Her brow crinkled. “There is no woman here now.”
Despite all, she had no idea that to him her whiskers and trousers might as well be ribbons and skirts.
“You speak every one of your thoughts,” he said.
Her perfect lips parted, then closed on unspoken words.
“I see,” he said, smiling. “You are demonstrating that I am wrong about that.”
“No. I am thinking that women must be happy with you.”
“Women?”
“With your physical strength. With your body. It is impressive, beautiful, as male bodies go. Your lovers . . . they must . . . enjoy it.”
He said nothing in response, only stared at her, while Libby felt the heat climb into her neck and cheeks.

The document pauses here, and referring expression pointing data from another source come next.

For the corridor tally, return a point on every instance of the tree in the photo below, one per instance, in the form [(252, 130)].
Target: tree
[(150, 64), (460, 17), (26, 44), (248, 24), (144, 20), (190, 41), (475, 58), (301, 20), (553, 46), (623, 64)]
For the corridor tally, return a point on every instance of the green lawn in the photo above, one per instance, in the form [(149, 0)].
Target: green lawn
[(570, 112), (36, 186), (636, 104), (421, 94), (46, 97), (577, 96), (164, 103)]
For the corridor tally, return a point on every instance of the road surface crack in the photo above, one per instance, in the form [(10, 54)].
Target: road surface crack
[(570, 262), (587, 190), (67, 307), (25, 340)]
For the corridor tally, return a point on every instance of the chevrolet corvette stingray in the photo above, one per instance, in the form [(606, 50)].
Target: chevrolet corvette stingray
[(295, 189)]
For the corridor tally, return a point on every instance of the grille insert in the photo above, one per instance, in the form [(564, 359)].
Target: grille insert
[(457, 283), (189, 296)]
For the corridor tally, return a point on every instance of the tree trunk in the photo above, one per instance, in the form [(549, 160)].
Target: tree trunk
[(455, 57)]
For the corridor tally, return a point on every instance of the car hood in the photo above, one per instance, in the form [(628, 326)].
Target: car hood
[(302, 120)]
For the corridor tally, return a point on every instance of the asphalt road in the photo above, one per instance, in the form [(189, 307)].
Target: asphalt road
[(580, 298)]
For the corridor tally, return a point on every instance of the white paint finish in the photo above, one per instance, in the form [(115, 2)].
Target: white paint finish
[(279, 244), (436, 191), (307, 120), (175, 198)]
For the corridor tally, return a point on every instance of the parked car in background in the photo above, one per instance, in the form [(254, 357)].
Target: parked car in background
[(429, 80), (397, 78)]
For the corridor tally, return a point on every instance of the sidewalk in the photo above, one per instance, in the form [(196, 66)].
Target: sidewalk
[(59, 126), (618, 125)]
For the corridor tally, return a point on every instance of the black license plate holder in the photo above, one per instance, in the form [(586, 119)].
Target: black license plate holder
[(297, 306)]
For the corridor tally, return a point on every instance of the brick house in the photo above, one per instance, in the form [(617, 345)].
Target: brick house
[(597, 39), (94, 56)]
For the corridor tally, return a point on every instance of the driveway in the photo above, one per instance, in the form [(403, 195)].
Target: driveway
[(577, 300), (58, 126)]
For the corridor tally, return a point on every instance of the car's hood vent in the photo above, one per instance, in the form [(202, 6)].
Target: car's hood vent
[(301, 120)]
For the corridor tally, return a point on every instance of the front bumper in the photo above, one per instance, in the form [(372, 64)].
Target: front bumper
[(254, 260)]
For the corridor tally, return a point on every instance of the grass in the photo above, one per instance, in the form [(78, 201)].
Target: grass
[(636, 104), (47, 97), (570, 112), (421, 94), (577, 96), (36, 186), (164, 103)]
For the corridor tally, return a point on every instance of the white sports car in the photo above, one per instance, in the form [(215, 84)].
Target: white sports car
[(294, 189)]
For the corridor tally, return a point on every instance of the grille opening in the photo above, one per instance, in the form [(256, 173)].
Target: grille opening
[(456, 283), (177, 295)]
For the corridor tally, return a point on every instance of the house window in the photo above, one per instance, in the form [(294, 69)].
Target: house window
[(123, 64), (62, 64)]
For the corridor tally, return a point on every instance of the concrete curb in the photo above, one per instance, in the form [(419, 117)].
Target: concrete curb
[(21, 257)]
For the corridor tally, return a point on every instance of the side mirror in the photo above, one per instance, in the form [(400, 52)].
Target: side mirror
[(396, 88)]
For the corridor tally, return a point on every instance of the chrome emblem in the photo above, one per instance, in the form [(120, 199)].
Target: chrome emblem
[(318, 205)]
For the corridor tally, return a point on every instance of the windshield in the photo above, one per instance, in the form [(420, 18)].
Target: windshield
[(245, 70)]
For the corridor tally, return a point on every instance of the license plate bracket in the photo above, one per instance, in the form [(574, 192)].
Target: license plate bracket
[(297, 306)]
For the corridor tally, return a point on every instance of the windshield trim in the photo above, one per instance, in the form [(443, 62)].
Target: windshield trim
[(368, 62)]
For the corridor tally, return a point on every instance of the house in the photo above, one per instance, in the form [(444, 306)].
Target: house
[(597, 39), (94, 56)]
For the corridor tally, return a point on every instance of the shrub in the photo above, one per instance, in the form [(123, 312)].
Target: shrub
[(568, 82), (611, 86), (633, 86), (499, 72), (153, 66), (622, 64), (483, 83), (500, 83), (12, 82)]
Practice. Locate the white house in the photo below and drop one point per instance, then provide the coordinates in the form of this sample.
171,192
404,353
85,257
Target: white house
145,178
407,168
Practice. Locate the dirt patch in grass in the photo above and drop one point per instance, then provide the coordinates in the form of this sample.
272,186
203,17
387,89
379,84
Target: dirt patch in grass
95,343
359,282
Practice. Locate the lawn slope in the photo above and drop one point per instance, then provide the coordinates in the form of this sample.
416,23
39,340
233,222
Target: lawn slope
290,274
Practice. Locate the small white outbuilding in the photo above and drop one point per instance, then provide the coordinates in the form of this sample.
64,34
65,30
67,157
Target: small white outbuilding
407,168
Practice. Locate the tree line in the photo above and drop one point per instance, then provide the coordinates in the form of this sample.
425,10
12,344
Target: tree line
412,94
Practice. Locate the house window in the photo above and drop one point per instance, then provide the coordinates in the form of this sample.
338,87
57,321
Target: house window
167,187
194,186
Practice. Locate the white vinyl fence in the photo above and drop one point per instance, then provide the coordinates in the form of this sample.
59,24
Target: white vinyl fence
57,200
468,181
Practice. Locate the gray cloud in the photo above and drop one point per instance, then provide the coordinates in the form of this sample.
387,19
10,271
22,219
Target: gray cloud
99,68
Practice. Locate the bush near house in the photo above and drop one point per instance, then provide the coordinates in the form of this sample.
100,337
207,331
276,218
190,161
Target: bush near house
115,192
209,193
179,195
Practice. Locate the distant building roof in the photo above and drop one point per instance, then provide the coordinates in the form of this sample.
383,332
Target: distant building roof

He stood up, grasped his cane, and left.
Flinging coins onto the table, she followed him. She caught up to him easily. On the peg he walked with only a minor limp, but by no means quickly.
“Wait,” she said as she came side by side with him. “I—”
He halted, and in the middle of the footpath with people passing by on either side he said, “What in the blazes sort of comment was that?”
“What do you—”
He set off again. It had begun to rain and the cobbles were glistening. Questions like the rain battered her.
“I only wonder,” she said when she ascended the stoop of the house behind him.
“Oh, do you?” he said between tight teeth, fitting the key in the lock and pushing the door open with such control she might think she only imagined his anger if not for the taut tendons and muscles in his jaw.
He was waiting on the stoop for her to precede him, apparently forgetting that she was not a woman.
“Yes,” she said, passing him by to enter. “I wonder everything. I know nothing about you, and you will not tell me. But here I am living in your house and where there is no information to supply reality my mind always invents scenarios. So, yes, I was wondering.”